Punished at the pump

Alleviating our frustration at the gas pump has become a cause célèbre that cuts across party lines.

311_gasoline pumps (photo credit: Associated Press)
311_gasoline pumps
(photo credit: Associated Press)
It must mean a great deal when Knesset members echo and even amplify the outcry of regular folks. Thus when MKs last week urged Prime Minister Binyamin Netanyahu to personally intervene and reconsider recent excise tax hikes on gasoline, they must be perceived as responding to an irresistible groundswell of discontent.
This impression is further reinforced by the fact that the Knesset Economics Committee has called for a parliamentary commission of inquiry to probe the entire issue of fuel prices here.
The fact that we pay more for filling up the tank than most anywhere in the Western world is obvious to ordinary Israelis.

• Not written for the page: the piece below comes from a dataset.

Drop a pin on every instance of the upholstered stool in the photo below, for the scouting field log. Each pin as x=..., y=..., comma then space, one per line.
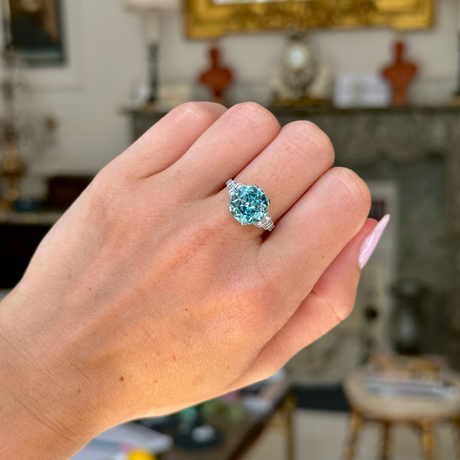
x=422, y=413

The price of gasoline in Israel, if calculated in American terms, is one of the highest in the world – about $8 per gallon.
But it’s bad also by European standards. Indeed, our intuitions have of late received empirical backing from the Knesset Research Center, which was commissioned by the Economics Committee to collect and process comparative-price data. The bottom line was that last December we shelled out 25 percent more per liter of gasoline than was the average in 15 Western European countries. The gap has widened since, reaching about 30% this month due to the recent excise increases. And gasoline prices are slated for another increase in February.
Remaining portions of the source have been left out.